First I would find the number of mols of OH from NaOH and then use
HCl+OH -> HOH + Cl- to find the mols of HCl and Cl- after neutralization...and then use an ICE chart to find H and henceforth pH. I don't think this is correct because my answer came out negative.
The method looks ok.
NaOH + HCl ==> NaCl + HOH
mols NaOH = L x M = (1.30 mL/1000) x0.10 = 0.00013
mols HCl = L x M = (8/1000) x 0.10 = 0.0008
Reagent in excess is HCl. Therefore, all of the NaOH will be used, 0.00013 mols NaCl and HOH formed. Mols HCl remaining unreacted is 0.0008-0.00013 = 0.00067
Molarity HCl remaining is mols/L (combined volume is 1.13 + 8.9 = 9.13 mL)
Then find pH of the HCl solution. Should be about 1 or so.
Your approach is correct in identifying that you need to use an ICE chart to find the concentration of H+ ions and then calculate the pH. However, there seems to be a mistake in your calculation or application of the ICE chart, resulting in a negative value.
Let's go through the process step-by-step to identify the error:
1. Calculate the moles of NaOH:
Moles of NaOH = volume (in L) × molarity
Moles of NaOH = 1.30 mL × (1 L / 1000 mL) × 0.10 mol/L
Moles of NaOH = 0.0013 mol
2. Calculate the moles of HCl:
Moles of HCl = volume (in L) × molarity
Moles of HCl = 8.00 mL × (1 L / 1000 mL) × 0.10 mol/L
Moles of HCl = 0.008 mol
3. Since the reaction between NaOH and HCl is a 1:1 ratio, the moles of HCl and OH- ions will be equal after neutralization.
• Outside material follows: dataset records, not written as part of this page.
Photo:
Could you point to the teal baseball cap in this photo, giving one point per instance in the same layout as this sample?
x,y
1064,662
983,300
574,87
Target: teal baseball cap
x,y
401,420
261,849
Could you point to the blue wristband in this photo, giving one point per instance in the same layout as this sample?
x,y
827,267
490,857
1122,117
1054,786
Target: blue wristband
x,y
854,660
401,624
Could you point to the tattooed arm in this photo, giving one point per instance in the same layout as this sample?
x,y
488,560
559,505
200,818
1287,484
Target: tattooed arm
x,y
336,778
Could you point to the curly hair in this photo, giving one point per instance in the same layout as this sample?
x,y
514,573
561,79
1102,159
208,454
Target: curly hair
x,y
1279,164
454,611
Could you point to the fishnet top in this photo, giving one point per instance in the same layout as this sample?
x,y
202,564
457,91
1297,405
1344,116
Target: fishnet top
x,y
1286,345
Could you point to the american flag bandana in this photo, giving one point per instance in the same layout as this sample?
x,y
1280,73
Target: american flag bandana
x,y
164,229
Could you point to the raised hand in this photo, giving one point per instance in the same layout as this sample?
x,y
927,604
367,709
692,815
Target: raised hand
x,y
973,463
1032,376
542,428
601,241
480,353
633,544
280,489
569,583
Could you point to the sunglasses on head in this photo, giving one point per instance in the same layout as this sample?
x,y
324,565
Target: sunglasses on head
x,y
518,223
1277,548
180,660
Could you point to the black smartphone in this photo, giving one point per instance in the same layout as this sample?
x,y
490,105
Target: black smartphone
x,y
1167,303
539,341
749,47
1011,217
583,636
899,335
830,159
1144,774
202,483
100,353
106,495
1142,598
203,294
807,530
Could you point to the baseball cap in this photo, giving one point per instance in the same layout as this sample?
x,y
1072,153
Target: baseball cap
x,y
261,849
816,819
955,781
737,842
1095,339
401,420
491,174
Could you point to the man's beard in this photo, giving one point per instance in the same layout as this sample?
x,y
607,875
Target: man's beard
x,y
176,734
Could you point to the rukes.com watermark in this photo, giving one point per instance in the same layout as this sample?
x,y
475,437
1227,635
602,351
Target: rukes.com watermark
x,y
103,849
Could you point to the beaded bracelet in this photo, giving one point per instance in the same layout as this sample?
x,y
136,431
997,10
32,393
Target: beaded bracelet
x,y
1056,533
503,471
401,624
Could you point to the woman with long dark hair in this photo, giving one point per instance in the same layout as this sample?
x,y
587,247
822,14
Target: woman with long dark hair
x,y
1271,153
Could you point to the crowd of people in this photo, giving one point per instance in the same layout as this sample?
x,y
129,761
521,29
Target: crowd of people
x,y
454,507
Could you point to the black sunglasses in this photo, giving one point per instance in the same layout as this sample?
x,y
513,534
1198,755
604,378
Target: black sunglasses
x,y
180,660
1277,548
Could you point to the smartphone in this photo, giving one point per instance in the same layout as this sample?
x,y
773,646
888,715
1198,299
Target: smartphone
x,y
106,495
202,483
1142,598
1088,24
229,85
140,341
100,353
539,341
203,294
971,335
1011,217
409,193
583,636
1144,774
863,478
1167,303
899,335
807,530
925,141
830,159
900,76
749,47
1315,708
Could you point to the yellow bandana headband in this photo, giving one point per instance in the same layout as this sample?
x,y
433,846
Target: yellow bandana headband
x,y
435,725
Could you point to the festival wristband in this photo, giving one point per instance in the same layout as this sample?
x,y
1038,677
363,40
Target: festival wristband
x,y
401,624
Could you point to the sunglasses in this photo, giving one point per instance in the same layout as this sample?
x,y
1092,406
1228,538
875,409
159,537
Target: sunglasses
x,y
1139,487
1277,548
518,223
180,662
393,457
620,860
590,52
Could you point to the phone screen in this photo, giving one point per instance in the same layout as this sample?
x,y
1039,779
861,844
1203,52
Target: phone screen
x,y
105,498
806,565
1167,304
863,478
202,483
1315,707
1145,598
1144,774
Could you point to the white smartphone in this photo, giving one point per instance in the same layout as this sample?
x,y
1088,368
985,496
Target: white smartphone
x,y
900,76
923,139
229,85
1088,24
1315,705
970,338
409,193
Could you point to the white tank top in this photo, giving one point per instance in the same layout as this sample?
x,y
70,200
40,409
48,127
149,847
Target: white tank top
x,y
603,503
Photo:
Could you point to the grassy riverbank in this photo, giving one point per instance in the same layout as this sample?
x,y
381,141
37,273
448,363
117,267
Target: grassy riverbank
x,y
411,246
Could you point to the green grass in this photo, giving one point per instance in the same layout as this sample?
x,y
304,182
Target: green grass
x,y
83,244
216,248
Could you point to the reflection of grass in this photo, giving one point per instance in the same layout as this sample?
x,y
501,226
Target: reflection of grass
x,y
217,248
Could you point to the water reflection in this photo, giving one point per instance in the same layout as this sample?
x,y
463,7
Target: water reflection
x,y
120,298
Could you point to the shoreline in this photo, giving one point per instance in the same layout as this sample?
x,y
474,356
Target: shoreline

4. Calculate the total moles of OH- ions:
Total moles of OH- = moles of NaOH
Total moles of OH- = 0.0013 mol
5. Calculate the concentration of OH- ions after mixing:
Volume of final solution = volume of NaOH + volume of HCl = 1.30 mL + 8.00 mL = 9.30 mL = 0.0093 L
Concentration of OH- = moles of OH- / volume of final solution
Concentration of OH- = 0.0013 mol / 0.0093 L
Concentration of OH- = 0.139 M
6. Since the reaction between HCl and OH- ions forms water, all the moles of OH- are consumed, leaving no remaining OH- ions.
7. Calculate the concentration of H+ ions after neutralization:
Concentration of H+ = 0 M (because all OH- ions react completely)
8. Calculate the pH:
pH = -log[H+]
pH = -log(0)
pH = undefined (or you can say pH = infinity)
The mistake in your calculation might be due to the assumption that H+ concentration is not zero after reaction with OH-. In reality, all the OH- ions react with H+ ions to form water, resulting in no remaining OH- or H+ ions. Therefore, the pH of the solution is undefined or infinite.